4.2. Muscle Protein Abundance

Many have characterized the differences in glycolytic and oxidative muscles by analyzing mitochondrial protein abundance and glycolytic enzyme activity [12,13,37,38]. In the present study, bovine and porcine oxidative and glycolytic muscles contain more oxidative or glycolytic protein markers, respectively. This is consistent with previous work showing that porcine glycolytic muscle contains more glycolytic enzyme abundance and activity than its slower-contracting counterpart [38]. Surprisingly, only avian muscle had detectible differences in VDAC, suggesting there may be more demand for metabolite transport in and out of the mitochondria in avian oxidative muscle. Interestingly, avian oxidative muscle has more CS and VDAC, but no differences in other glycolytic markers investigated. The increase in mitochondrial protein correlates with the abundance of type I and IIa fibers in oxidative muscles [39], while the lack of glycolytic protein differences can be related to genetic selection for optimizing growth rate. However, the lack of difference in SDHA between avian muscles suggests that mitochondria may play a critical but alternative role in glycolytic muscles than traditionally thought. Together, these data show that oxidative muscle contains more mitochondrial-specific proteins compared to their glycolytic counterparts, regardless of species, and suggest mitochondrial protein abundance is a good indicator of oxidative metabolism in the skeletal muscle of these species.

4.3. Abundance of Proteins in Mitochondrial Fraction

A mitochondrial enriched fraction was used to determine specific differences in mitochondrial electron transport chain (ETC) subunits.
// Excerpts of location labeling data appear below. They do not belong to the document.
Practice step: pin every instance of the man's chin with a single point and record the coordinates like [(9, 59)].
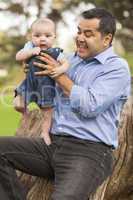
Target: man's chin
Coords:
[(82, 55)]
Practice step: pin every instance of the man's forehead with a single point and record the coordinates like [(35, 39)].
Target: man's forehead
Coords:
[(88, 23)]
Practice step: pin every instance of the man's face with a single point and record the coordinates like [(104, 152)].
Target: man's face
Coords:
[(89, 40)]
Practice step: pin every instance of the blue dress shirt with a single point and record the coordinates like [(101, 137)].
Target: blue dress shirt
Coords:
[(101, 87)]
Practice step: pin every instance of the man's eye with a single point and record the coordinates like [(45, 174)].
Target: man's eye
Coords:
[(48, 35), (79, 32), (88, 34), (37, 35)]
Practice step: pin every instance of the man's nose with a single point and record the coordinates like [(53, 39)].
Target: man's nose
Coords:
[(43, 38), (81, 37)]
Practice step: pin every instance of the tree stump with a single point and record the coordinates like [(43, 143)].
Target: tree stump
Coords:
[(119, 186)]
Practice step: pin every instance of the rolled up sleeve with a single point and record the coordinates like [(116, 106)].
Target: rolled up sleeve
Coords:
[(106, 89)]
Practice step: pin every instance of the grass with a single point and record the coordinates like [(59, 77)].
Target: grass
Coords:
[(9, 118)]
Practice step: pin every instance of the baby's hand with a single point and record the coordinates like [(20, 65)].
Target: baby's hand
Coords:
[(36, 51), (57, 71)]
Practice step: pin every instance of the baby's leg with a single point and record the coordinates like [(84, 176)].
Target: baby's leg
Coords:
[(46, 124), (19, 104)]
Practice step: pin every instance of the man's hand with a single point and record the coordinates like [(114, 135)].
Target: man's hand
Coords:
[(48, 68), (63, 80), (25, 67), (35, 51)]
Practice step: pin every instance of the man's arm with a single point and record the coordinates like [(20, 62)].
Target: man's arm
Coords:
[(90, 102)]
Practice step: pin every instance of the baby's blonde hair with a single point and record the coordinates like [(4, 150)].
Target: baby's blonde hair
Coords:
[(43, 20)]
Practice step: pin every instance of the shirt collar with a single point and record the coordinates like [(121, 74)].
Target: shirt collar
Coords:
[(101, 57)]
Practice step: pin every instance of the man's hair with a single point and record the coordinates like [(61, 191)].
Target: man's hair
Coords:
[(107, 22)]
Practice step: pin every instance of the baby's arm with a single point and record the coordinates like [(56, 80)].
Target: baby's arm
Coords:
[(63, 67), (24, 54)]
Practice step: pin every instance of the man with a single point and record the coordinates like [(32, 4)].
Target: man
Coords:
[(84, 131)]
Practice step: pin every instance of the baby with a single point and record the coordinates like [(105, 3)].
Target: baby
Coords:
[(40, 90)]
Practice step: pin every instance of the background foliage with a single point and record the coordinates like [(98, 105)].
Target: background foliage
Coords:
[(13, 38)]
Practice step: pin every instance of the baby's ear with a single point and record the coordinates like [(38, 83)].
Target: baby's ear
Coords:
[(28, 35)]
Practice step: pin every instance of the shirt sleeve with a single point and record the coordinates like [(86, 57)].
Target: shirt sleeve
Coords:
[(106, 90), (61, 57), (28, 45)]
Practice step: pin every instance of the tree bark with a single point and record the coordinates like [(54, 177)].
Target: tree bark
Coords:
[(119, 186)]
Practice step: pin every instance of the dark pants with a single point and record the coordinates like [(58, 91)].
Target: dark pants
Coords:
[(77, 166)]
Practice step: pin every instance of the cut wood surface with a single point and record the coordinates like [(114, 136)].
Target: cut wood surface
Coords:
[(117, 187)]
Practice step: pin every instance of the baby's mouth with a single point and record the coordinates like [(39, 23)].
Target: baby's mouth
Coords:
[(43, 46)]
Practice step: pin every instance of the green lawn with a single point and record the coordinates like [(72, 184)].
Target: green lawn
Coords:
[(9, 118)]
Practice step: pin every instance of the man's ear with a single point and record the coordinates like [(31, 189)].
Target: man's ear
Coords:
[(107, 39), (28, 35)]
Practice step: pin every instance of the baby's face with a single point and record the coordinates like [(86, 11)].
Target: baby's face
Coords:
[(43, 35)]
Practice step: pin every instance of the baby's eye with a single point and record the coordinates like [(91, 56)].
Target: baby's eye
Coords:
[(48, 35), (37, 35)]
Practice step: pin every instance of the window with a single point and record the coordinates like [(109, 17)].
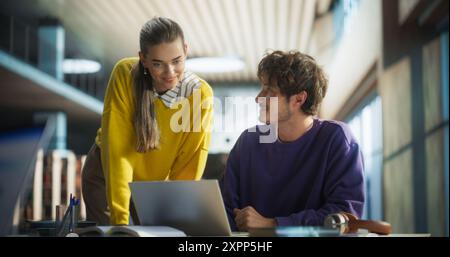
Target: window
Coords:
[(366, 125), (343, 12)]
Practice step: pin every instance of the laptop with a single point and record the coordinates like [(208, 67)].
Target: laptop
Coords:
[(195, 207), (18, 151)]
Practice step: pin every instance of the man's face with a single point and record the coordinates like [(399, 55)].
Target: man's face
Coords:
[(165, 62), (281, 112)]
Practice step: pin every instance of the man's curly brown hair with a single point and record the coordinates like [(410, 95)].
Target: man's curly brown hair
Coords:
[(293, 72)]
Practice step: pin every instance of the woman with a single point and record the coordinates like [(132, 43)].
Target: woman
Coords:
[(137, 140)]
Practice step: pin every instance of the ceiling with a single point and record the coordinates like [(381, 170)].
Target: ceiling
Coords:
[(108, 29)]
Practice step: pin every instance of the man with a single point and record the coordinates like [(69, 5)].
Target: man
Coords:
[(314, 167)]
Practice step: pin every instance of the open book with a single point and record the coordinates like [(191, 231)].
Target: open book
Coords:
[(133, 231)]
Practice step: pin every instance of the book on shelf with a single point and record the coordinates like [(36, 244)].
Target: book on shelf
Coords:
[(131, 231)]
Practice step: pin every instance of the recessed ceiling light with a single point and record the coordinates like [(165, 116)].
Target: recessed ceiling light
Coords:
[(79, 66), (214, 64)]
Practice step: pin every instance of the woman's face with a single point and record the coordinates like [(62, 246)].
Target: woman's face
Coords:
[(165, 62)]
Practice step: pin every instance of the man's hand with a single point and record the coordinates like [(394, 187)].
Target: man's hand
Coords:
[(248, 217)]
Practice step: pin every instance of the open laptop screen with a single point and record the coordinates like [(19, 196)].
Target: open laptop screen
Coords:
[(195, 207)]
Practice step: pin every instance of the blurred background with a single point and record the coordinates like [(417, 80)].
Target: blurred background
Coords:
[(387, 63)]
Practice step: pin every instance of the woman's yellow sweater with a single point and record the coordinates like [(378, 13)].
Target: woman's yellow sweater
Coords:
[(181, 155)]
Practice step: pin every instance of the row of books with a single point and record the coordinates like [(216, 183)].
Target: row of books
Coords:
[(57, 175)]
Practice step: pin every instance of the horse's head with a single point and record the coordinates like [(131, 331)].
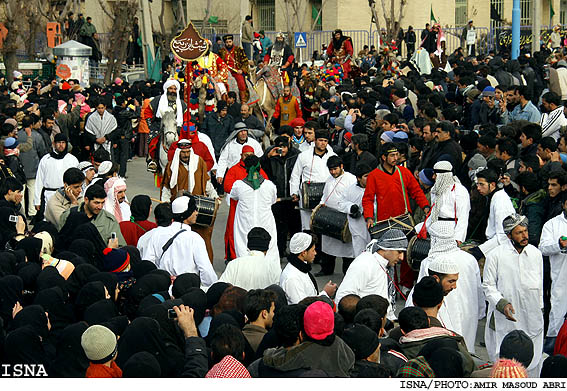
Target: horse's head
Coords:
[(169, 127)]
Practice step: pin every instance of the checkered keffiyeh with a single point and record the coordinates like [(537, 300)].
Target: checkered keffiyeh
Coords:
[(417, 367), (228, 367)]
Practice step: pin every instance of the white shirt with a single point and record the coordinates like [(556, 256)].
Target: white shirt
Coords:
[(187, 253), (367, 275), (463, 306), (360, 235), (254, 209), (455, 203), (333, 193), (518, 278), (253, 271), (309, 167), (230, 155), (549, 246), (500, 208), (297, 285), (50, 175)]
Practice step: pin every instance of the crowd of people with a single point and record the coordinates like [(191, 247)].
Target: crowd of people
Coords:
[(444, 194)]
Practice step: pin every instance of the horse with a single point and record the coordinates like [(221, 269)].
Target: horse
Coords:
[(168, 135)]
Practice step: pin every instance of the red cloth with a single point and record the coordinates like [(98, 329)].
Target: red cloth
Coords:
[(102, 371), (132, 232), (228, 367), (235, 173), (389, 196)]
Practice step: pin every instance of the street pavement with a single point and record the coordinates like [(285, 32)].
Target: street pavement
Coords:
[(142, 182)]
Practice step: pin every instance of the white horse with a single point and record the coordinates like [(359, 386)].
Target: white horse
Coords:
[(168, 136)]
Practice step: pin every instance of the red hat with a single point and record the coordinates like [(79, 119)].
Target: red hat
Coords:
[(297, 122), (319, 320), (247, 148)]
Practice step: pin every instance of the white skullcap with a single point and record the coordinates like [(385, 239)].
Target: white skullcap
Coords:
[(442, 229), (104, 168), (445, 264), (300, 242)]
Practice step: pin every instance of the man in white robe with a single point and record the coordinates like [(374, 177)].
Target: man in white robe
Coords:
[(333, 194), (296, 279), (450, 201), (50, 171), (372, 272), (255, 196), (464, 305), (116, 202), (177, 249), (253, 271), (99, 125), (513, 285), (352, 204), (553, 244)]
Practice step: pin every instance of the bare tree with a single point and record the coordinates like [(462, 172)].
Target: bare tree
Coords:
[(121, 13)]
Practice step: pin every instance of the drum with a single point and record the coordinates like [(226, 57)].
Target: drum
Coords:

This enriched fraction may provide a clearer understanding of protein differences on a per mitochondria protein basis, that may not be detected on a whole muscle cell protein extraction. Unfortunately, complex IV was undetectable within our Western blotting analyses across all species, even with rodent muscle control. No differences in complex III and complex V were detected within each species, suggesting that there was not a protein abundance difference on a per mitochondrial protein basis. Regardless, increased concentrations of complex I in bovine and porcine mitochondria suggest that oxidative muscle mitochondria may have the ability to meet the heightened metabolic energy demands that mitochondria from glycolytic muscle lack. In the avian mitochondrial enriched fraction, there were no differences in ETC complexes, but there was a greater abundance of voltage dependent anion channel (VDAC). VDAC is typically used as a loading control for mitochondrial enriched fractions [20]. Interestingly in the present study, avian whole muscle preparation contained more VDAC in oxidative muscle but within isolated mitochondria, there was more VDAC in the glycolytic sample. This can be explained by a greater distribution of VDAC on the outside of the mitochondria to deliver ATP and anions to and from the mitochondria [40]. Perhaps, avian oxidative muscle contains more VDAC mitochondrial protein on a total protein (per µg) basis, but the isolated mitochondrial data indicated that glycolytic mitochondria contain more VDAC pores to allow ease of signaling metabolites in and out of the mitochondria. It is important to note that not all species contain the same amount of these proteins, possibly due to metabolism differences across species. Because mitochondria protein abundance is only an indirect measure of mitochondrial function, these data should be paired with respiration data to support mitochondria functionality.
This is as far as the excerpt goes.